Jatah BBM Premium di Jawa Tengah Menipis

Angling Adhitya Purbaya - detikFinance
Kamis, 03 Mei 2012 13:35 WIB
Jatah BBM Premium di Jawa Tengah Menipis
Semarang - Kuota Bahan Bakar Minyak (BBM) bersubsidi jenis Premium untuk Jawa Tengah (Jateng) hingga Maret 2012 sudah terpakai 30%. Dengan demikian kuota BBM Premium untuk wilayah Jateng semakin menipis.

Kepala Dinas Energi dan Sumber Daya Mineral (ESDM) Teguh Dwi Paryono mengatakan, untuk mengatasi semakin menipisnya kuota Premium, maka pihaknya mengajukan permohonan tambahan jumlah kuota BBM subsidi kepada pemerintah pusat.

"Penambahan tersebut dengan asumsi pertumbuhan permintaan terhadap Premium bersubsidi sebesar 8,7%," kata Teguh di gedung Gubernuran Jateng, jalan Pahlawan, Semarang, Kamis (3/5/2012).

SCROLL TO CONTINUE WITH CONTENT

Meningkatnya permintaan BBM bersubsidi salah satunya disebabkan oleh semakin bertambahnya kendaraan bermotor yang digunakan warga, roda dua maupun roda empat.
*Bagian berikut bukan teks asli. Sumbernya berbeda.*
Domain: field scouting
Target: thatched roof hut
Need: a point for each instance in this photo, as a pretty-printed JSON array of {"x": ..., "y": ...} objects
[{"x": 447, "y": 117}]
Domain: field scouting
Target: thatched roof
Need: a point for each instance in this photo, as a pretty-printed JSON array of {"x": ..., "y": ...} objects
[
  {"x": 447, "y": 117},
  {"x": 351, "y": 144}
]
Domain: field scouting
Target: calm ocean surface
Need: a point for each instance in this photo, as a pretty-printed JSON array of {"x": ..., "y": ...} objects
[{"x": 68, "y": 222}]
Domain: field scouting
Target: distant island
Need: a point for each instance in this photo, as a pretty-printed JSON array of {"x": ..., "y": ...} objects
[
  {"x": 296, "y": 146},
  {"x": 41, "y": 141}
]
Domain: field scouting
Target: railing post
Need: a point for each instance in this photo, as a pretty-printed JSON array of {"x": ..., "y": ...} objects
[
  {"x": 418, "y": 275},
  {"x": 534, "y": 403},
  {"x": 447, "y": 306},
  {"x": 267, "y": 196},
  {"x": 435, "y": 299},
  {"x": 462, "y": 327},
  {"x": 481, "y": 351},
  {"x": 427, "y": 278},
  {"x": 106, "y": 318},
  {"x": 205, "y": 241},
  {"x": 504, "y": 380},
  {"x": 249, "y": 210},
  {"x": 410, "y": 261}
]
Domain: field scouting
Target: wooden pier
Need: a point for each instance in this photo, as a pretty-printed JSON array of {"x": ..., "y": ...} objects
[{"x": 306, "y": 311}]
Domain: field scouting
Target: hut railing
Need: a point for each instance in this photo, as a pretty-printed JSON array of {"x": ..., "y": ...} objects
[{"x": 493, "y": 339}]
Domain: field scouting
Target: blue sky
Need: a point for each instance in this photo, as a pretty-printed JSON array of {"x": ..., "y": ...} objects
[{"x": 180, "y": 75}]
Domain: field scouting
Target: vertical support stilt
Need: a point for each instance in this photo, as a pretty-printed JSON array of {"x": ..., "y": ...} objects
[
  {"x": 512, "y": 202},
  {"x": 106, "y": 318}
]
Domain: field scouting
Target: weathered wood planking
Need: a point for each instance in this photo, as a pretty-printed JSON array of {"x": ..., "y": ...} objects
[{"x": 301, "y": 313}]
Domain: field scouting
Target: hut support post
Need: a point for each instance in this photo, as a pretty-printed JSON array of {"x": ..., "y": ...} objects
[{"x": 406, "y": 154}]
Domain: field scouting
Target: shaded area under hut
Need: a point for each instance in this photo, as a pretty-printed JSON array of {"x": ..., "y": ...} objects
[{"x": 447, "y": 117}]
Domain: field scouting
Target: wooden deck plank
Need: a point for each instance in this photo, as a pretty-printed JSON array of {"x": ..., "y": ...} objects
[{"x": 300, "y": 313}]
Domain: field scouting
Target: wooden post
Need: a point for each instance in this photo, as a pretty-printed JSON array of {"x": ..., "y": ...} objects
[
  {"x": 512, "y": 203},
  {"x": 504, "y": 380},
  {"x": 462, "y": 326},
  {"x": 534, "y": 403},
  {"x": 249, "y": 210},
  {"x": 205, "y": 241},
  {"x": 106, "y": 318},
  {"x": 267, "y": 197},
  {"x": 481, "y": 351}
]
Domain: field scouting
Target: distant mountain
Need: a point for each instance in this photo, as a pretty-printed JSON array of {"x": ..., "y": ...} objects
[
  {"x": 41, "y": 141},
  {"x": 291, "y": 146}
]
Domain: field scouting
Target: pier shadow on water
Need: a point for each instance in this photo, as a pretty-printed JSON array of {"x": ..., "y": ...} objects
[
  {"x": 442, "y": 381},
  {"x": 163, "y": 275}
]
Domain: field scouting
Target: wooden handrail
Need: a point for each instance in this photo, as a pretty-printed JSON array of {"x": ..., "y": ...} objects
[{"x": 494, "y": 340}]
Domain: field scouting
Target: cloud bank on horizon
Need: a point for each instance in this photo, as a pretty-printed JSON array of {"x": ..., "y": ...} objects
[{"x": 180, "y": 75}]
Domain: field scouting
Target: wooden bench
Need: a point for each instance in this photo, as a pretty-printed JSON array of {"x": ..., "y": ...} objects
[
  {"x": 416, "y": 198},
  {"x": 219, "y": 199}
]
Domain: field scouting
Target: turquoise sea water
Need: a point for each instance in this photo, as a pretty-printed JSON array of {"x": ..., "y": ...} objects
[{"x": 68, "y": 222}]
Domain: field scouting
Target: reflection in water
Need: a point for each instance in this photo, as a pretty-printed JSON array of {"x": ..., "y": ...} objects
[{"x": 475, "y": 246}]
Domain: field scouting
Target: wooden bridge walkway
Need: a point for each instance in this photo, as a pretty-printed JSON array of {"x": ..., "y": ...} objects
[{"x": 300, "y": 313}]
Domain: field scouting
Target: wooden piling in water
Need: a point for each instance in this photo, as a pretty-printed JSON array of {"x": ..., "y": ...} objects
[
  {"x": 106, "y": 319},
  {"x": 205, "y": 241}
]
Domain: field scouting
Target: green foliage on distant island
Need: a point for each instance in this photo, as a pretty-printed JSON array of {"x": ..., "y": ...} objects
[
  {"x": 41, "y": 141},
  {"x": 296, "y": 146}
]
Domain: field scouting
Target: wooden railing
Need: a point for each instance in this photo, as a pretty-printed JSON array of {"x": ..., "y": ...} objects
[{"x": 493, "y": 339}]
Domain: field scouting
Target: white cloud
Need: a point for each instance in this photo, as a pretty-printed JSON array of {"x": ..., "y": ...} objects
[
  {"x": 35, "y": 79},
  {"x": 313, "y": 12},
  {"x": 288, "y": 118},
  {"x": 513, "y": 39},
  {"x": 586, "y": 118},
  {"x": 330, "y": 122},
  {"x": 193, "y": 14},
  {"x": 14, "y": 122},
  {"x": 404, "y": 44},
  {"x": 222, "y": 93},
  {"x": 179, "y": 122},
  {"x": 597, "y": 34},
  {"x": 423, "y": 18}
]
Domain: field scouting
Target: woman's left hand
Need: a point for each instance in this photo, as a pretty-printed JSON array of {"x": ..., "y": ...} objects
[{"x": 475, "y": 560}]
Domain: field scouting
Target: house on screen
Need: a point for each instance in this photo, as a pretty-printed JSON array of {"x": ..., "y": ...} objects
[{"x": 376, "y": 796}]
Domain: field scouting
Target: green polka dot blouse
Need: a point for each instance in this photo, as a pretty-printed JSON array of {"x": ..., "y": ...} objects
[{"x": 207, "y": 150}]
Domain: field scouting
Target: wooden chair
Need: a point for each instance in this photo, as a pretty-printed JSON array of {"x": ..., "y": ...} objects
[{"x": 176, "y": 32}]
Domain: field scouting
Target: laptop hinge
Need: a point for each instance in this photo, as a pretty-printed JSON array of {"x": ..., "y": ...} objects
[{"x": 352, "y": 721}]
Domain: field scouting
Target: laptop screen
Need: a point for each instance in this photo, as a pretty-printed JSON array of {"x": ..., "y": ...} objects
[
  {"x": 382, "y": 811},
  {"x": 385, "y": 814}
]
Sementara itu untuk pengajuan penambahan kuota, menurut Gubernur Jateng Bibit Waluyo, pihaknya sudah mengajukan surat penambahan kuota sebanyak 665 kilo liter.

"Sudah melalui dinas ESDM. Tapi untuk keputusannya tetap tergantung pada pusat," kata Bibit.

Soal kemungkinan diwujudkannya permintaan penambahan kuota premium tersebut tipis karena kuota premium secara nasional sudah dibatasi sebanyak 40 juta kilo liter.

Realisasi penyaluran bahan bakar minyak (BBM) bersubsidi oleh PT Pertamina (Persero) secara nasional dalam 4 bulan pertama telah mencapai 14,1 juta KL atau 107,4% terhadap kuota pada periode berjalan yang ditetapkan sebesar 13,2 juta KL.

Berdasarkan data penyaluran BBM PSO oleh Pertamina per 30 April 2012, realisasi penyaluran Premium telah menyentuh angka 8,9 juta KL atau 110% dari kuota yang ditetapkan, yaitu sebesar 8,1 juta KL.